Monday, July 26, 2010

What's up with all that sort-of-sticky clear plastic that covers new electronic gadgets? What IS this stuff, anyway? Is it window tint material that got rejected? I ask, because waaaaay back when I was a late-blooming hotrodder, I tried (in vain) to affix something similar that covers the outer edges of new keyboards to the windows of my beloved '71 Dodge Charger. The only difference, as far as I can tell, is that the stuff I was smearing all over the inside of the windows was tinted. And didn't stick to anything except dead bugs and dust.

Mind you, I DID wash those windows until you could perform surgery on them. You'd think that Windex would dry fairly quickly in the heat of a New Mexico summer. This marvelous space-age material peeled faster than Marsha's flipflops when someone yelled, "PINWHEEL COOKIES!" I ended up tossing $20.95 worth of glorified Saran Wrap in the apartment dumpster because, apparently, I was the only hotrodder in Dona Ana County who couldn't quite master the four inch squeegie that came with the kit which extolled the virtues of dark tint ("guaranteed to reduce the heat of your interior by 50%", which, um, means I'd have climbed into an all-vinyl interior whose temperature would have been reduced to a balmy 900 degrees Celsius).
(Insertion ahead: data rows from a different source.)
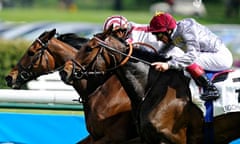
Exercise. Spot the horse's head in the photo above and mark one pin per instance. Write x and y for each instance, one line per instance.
(44, 55)
(35, 59)
(103, 53)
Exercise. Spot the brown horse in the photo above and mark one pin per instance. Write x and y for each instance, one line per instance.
(108, 117)
(162, 107)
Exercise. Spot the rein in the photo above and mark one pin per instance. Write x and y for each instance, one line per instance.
(128, 56)
(83, 72)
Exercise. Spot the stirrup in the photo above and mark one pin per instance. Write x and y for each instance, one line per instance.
(207, 96)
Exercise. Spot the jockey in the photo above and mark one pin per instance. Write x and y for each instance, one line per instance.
(203, 50)
(133, 32)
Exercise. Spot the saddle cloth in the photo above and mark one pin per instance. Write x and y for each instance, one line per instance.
(228, 84)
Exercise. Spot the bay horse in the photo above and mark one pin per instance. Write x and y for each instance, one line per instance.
(162, 105)
(104, 112)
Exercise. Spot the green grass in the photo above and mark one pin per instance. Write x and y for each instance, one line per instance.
(215, 14)
(95, 16)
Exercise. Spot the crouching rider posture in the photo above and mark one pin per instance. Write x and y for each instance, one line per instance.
(203, 50)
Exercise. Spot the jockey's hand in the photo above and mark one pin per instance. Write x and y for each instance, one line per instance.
(161, 66)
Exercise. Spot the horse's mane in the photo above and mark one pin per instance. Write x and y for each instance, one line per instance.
(72, 39)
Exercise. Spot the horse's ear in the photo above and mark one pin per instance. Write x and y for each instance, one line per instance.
(108, 31)
(52, 33)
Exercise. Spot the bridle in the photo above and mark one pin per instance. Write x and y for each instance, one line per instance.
(84, 71)
(26, 71)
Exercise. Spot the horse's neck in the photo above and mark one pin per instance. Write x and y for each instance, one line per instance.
(61, 51)
(133, 78)
(87, 86)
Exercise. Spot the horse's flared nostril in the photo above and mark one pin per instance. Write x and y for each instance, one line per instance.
(9, 79)
(63, 75)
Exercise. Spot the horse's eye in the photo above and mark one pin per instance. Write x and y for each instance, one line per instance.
(88, 49)
(30, 53)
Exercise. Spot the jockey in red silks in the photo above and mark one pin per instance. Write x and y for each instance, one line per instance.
(203, 50)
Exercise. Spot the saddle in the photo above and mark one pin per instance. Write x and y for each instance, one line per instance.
(228, 84)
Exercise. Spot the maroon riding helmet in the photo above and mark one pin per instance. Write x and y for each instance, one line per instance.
(162, 22)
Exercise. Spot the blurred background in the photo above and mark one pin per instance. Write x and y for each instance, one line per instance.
(22, 21)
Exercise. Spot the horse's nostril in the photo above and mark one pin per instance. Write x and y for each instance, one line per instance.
(63, 75)
(8, 78)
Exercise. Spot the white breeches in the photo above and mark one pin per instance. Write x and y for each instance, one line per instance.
(218, 61)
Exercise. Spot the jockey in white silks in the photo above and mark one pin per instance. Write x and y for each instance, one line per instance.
(203, 50)
(133, 32)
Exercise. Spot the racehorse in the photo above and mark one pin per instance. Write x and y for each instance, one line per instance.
(162, 106)
(104, 112)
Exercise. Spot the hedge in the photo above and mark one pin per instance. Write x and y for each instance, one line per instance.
(10, 54)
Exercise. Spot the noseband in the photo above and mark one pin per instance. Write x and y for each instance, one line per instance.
(84, 71)
(26, 72)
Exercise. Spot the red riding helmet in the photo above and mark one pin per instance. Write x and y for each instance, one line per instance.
(162, 22)
(118, 22)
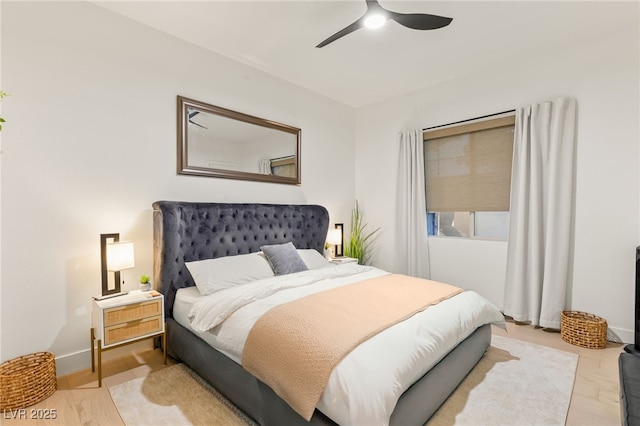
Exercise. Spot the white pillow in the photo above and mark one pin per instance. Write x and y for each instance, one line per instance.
(313, 259)
(211, 275)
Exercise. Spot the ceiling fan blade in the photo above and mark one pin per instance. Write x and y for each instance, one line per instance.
(420, 21)
(343, 32)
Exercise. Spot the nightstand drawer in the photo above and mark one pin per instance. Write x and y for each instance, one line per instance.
(131, 312)
(132, 329)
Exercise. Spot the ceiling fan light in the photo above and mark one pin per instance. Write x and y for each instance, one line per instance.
(374, 21)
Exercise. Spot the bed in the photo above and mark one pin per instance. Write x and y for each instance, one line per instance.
(189, 233)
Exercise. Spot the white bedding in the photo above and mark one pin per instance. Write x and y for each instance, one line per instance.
(399, 355)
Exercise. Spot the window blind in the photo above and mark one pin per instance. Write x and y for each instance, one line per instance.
(468, 167)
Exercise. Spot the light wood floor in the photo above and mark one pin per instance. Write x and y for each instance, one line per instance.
(78, 400)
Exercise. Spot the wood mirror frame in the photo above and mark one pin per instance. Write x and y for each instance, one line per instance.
(246, 147)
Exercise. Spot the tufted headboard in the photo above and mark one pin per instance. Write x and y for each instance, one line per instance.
(188, 231)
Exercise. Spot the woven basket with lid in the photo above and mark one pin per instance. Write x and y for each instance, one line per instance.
(583, 329)
(27, 380)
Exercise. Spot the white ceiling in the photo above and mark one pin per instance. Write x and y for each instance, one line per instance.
(279, 38)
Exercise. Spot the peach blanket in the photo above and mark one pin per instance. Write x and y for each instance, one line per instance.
(294, 347)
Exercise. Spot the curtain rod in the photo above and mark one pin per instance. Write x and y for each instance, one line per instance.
(469, 119)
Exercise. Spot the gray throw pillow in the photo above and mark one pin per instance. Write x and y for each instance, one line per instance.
(284, 258)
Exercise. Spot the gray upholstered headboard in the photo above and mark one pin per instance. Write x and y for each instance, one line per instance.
(188, 231)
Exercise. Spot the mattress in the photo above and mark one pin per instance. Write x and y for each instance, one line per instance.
(399, 355)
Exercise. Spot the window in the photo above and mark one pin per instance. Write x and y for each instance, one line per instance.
(468, 178)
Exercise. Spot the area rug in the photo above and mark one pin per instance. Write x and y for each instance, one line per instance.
(515, 383)
(174, 396)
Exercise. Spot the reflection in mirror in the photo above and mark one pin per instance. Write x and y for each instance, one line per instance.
(217, 142)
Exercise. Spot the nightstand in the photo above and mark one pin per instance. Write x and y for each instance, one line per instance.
(343, 259)
(126, 319)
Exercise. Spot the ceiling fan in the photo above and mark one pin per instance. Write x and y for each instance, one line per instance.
(376, 16)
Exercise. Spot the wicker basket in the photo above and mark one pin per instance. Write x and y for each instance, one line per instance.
(27, 380)
(583, 329)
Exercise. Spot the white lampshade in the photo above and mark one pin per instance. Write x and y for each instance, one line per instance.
(120, 256)
(334, 236)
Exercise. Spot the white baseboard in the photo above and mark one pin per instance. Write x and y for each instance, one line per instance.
(71, 363)
(620, 335)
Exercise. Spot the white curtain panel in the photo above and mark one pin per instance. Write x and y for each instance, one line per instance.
(412, 251)
(542, 194)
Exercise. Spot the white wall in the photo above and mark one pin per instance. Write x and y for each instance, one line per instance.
(602, 75)
(90, 143)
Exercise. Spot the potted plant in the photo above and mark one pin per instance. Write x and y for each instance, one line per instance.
(360, 240)
(145, 282)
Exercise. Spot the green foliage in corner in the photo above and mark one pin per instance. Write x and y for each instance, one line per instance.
(360, 240)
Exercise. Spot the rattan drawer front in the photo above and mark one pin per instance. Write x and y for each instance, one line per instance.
(132, 312)
(131, 330)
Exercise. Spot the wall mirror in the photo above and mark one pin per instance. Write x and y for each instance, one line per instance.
(218, 142)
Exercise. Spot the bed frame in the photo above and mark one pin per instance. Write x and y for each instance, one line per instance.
(188, 231)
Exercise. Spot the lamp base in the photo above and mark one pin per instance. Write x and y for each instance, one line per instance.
(109, 296)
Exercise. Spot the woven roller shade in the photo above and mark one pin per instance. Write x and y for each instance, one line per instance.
(470, 171)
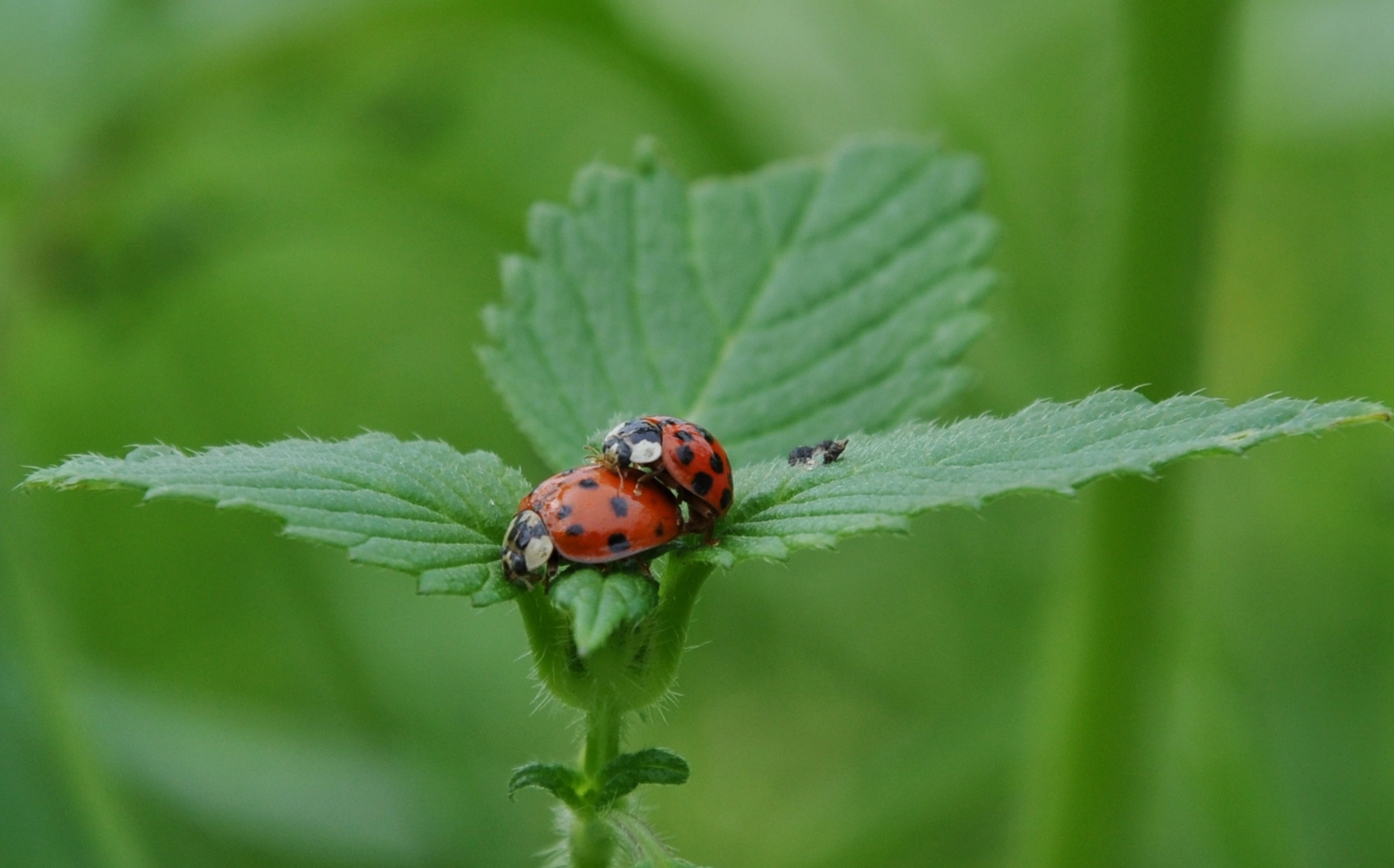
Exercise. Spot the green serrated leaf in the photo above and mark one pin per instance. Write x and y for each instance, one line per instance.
(789, 305)
(600, 604)
(883, 480)
(651, 765)
(416, 506)
(560, 780)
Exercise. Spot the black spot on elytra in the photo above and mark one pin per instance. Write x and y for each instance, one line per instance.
(702, 484)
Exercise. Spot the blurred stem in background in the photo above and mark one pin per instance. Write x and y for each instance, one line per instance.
(110, 839)
(1114, 632)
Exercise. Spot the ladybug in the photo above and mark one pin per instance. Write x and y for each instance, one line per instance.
(588, 514)
(679, 455)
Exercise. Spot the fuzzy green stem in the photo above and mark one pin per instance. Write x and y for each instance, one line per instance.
(590, 843)
(630, 672)
(1114, 633)
(602, 735)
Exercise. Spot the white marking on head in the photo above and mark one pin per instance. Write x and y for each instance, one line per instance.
(537, 552)
(646, 452)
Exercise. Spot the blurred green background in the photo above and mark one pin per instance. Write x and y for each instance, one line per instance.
(248, 219)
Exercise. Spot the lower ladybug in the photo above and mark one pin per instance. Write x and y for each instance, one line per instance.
(588, 514)
(679, 455)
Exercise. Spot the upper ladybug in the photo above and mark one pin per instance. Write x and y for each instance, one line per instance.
(588, 514)
(679, 455)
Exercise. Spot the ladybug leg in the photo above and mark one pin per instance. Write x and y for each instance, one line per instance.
(646, 474)
(703, 520)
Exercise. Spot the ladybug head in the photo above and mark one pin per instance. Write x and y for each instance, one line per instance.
(527, 548)
(636, 442)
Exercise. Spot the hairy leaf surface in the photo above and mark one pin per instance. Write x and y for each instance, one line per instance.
(414, 506)
(793, 304)
(885, 478)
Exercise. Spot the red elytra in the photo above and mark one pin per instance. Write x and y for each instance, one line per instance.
(596, 516)
(687, 459)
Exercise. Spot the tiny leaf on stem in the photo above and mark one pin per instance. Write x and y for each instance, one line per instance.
(560, 780)
(416, 506)
(793, 304)
(651, 765)
(600, 604)
(885, 478)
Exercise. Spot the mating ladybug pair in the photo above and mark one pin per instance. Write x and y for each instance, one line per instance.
(626, 502)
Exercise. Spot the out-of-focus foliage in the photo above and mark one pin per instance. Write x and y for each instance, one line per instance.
(237, 222)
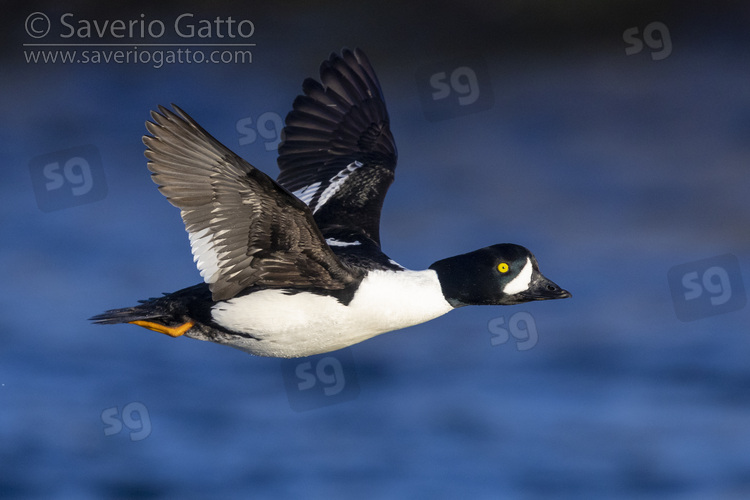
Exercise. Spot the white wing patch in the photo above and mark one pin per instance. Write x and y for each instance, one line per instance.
(520, 282)
(335, 184)
(205, 255)
(306, 193)
(333, 242)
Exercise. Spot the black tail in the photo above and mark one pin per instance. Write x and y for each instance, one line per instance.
(170, 311)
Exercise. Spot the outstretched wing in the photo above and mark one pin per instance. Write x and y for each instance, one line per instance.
(244, 228)
(338, 153)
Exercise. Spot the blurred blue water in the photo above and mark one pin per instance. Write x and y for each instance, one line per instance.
(612, 169)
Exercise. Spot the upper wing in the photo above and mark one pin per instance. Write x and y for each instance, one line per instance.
(244, 228)
(338, 153)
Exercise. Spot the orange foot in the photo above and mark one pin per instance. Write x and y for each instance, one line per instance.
(172, 331)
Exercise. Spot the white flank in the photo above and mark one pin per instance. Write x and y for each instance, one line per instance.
(304, 324)
(333, 242)
(306, 193)
(520, 282)
(335, 184)
(205, 255)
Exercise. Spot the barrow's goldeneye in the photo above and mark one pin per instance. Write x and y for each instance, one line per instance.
(294, 267)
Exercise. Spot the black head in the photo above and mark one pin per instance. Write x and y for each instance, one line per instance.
(502, 274)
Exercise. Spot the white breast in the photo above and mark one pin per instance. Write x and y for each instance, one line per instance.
(303, 324)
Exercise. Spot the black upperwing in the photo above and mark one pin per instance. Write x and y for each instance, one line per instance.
(338, 154)
(245, 229)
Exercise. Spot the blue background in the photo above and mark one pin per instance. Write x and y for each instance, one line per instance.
(611, 168)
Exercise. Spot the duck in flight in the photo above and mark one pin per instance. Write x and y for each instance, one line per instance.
(293, 267)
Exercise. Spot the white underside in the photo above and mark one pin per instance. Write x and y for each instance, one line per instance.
(304, 324)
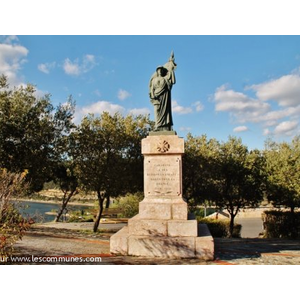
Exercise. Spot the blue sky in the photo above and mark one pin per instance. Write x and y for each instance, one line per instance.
(247, 86)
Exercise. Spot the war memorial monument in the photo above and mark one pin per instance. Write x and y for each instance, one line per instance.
(162, 227)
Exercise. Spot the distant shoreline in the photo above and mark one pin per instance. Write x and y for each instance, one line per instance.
(54, 202)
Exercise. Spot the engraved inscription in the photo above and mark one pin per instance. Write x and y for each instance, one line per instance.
(163, 147)
(163, 177)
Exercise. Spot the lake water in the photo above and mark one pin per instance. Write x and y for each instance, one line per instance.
(38, 210)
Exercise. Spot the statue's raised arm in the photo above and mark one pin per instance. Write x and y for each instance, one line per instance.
(160, 87)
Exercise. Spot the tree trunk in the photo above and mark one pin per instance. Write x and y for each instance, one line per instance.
(107, 202)
(99, 214)
(231, 225)
(64, 204)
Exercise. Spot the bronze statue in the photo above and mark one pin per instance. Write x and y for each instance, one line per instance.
(160, 87)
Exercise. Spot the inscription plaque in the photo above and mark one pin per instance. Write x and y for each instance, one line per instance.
(162, 176)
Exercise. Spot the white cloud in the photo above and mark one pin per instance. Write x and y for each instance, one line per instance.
(78, 67)
(286, 128)
(11, 59)
(97, 93)
(238, 103)
(185, 129)
(46, 67)
(240, 129)
(266, 131)
(123, 94)
(285, 90)
(181, 110)
(71, 68)
(139, 111)
(199, 106)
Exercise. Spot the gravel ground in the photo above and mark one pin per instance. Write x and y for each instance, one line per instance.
(51, 241)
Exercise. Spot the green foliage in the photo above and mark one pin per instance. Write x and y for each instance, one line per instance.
(129, 204)
(12, 224)
(200, 164)
(32, 133)
(281, 224)
(80, 216)
(221, 228)
(225, 173)
(107, 155)
(283, 173)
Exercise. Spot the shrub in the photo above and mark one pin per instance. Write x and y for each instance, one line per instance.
(80, 216)
(129, 204)
(220, 228)
(12, 224)
(281, 224)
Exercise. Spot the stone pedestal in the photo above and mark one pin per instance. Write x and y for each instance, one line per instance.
(162, 228)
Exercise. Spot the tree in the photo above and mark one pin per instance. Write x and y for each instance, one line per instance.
(240, 178)
(66, 179)
(32, 132)
(12, 224)
(283, 173)
(200, 164)
(106, 151)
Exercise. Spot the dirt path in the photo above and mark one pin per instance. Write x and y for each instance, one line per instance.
(49, 241)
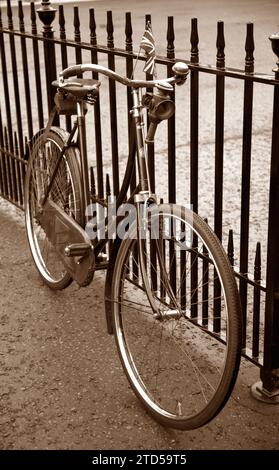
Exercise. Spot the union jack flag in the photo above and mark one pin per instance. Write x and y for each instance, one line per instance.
(148, 45)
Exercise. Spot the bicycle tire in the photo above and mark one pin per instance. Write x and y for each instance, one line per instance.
(66, 192)
(180, 369)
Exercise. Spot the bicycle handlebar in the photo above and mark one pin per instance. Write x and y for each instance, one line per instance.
(180, 70)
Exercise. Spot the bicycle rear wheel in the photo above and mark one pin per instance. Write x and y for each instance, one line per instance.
(181, 357)
(65, 192)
Now, after the Charger has long since been recycled into a new refrigerator for Lillian in Akron, I type this blog, shaking like a leaf due to the five square yards of failed window tint which adorns this keyboard so it wouldn't get scratched or dinged during shipping from Beijing. Perspiration frames my face as if it were an 8 X 10 glossy from MGM Studios. 3m's latest attempt to induce Post-Traumatic Stress Disorder in my psyche has, for the moment, failed.

I've considered removing it, but there's something irresistable about new electronic gadgets staying wrapped in failed window tint.

It must be that new electronic gadget smell.